Creating Community at Lyons Manor

Official Project

The Problem

Lyons Manor is a board and care facility that provides three meals a day, a bed, and medical coverage to people with disabilities who do not need nursing care, but would otherwise be homeless. It is a home for approximately 30 people with a variety of psychological and physical disabilities. Additionally, most residents are living in Lyons Manor because they lack outside support from family and friends. These demographic factors combined with limited transportation and means of communication with the surrounding community generates a sense of isolation and abandonment among residents.

Plan of Action

The trips to Lyons Manor are beneficial on multiple levels. By socializing with the students the residents learn important social skills for interacting with their community, and gain a sense of self-worth. Simultaneously, the resident’s interaction with the students is equally as important. For the student’s visits to Lyons Manor serves as disability awareness, a reminder of how imperative healthy decision making is in life, and provides an opportunity to learn about social cues that our body language and speech display. While these results may not be measurable in a quantitative manor, the qualitative data is innumerable. After listening to the students and residents commentary regarding the trips to Lyons Manor, it is evident that the aforementioned qualities are being obtained from the experience. Each time we visit the residents thank us abundantly.
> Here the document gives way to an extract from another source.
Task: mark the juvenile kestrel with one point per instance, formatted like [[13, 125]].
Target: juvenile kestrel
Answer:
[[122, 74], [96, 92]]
There are residents that display large smiles, that previously only cracked a smile on a rare occasion. The lessons in socialization are also evident as each new visit more residents emerge from their rooms to hold conversations and participate in activities. Similarly, the reflections from the students illustrates the improved perceptions they have about people with disabilities, and other important lesson’s that are learned through the weekly activities. From a planning perspective these weekly events allow students and residents to utilize imagination and coordination skills to develop and implement the ideas for each week.